Ultimately, there's more than one way to decarbonize energy.  Green ideologues insist otherwise, but it looks like the actual ecology-minded are going to be able to work around them and prove their claims in the real world.  It's going to be acrimonious, among other things.

The problem is that using the carbon twice is nowhere close to sufficient.  We'd need to use it at least 5 times, and probably more like 10.

DaveMart, several authoritative studies we've swapped links to here have posited out thepat long distance H2 transport is not feasible.

"The energy required to pump H2 through pipelines is some 4.5 times higher than for natural gas per unit of delivered energy. As a consequence, long distances H2 transportation for energy use may not be economically competitive.

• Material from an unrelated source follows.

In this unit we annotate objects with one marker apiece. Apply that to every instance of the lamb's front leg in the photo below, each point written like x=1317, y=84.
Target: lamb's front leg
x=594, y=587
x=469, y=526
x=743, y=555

Transportation costs to deliver gaseous H2 to refueling stations are in the range of $1-$2/GJ"

- IEA
http://www.iea.org/techno/essentials5.pdf

Although you have cited the possibility of including H2 in NG pipelines, the details really don't pan out (you would still need to deliver enormous quantities of NG, significant expenses I upgrading the pipelines, etc)

@evi:
They study I linked gave distributed costs as well as hydrogen production costs locally, in particular for hydrogen from biomass and electrolysis.

As noted, they already do transport hydrogen large distances through pipelines, and have done for decades.

How on earth you come to the conclusion that the study I linked for hydrogen admixed into NG pipelines 'don't really pan out' is a mystery, as the study authors as well as the relevant bodies in other countries such as Germany and Japan have clearly concluded that it does:

'f implemented with relatively low concentrations, less than 5%–15% hydrogen by volume, this strategy of storing and
delivering renewable energy to markets appears to be viable without significantly increasing risks associated with utilization of the gas blend in end-use devices (such as
household appliances), overall public safety, or the durability and integrity of the existing natural
gas pipeline network.'

Since this is the diametric opposite of what you are claiming the study says, I can only think that your prior position against the use of hydrogen has inhibited your ability to even parse adequately contrary positions.

That is something that we are all prone to, but that does not mean that if we are to perform any sensible evaluation at all we don't have to realise first our own bias, and to be determined to read the contrary position with as generous interpretation as possible.

http://www.nrel.gov/docs/fy13osti/51995.pdf
(page 6)

For anywhere in the lower 48 of the US the problem with solar is not inadequate amounts, but nor enough sun in winter.

Hydrogen use enables seasonal storage, and so overcomes that.

So if piping the hydrogen from the southwest where there is a lot of sun and land is cheap was not favoured for some reason, then hydrogen from solar could be produced locally, with the primary objection to solar overcome.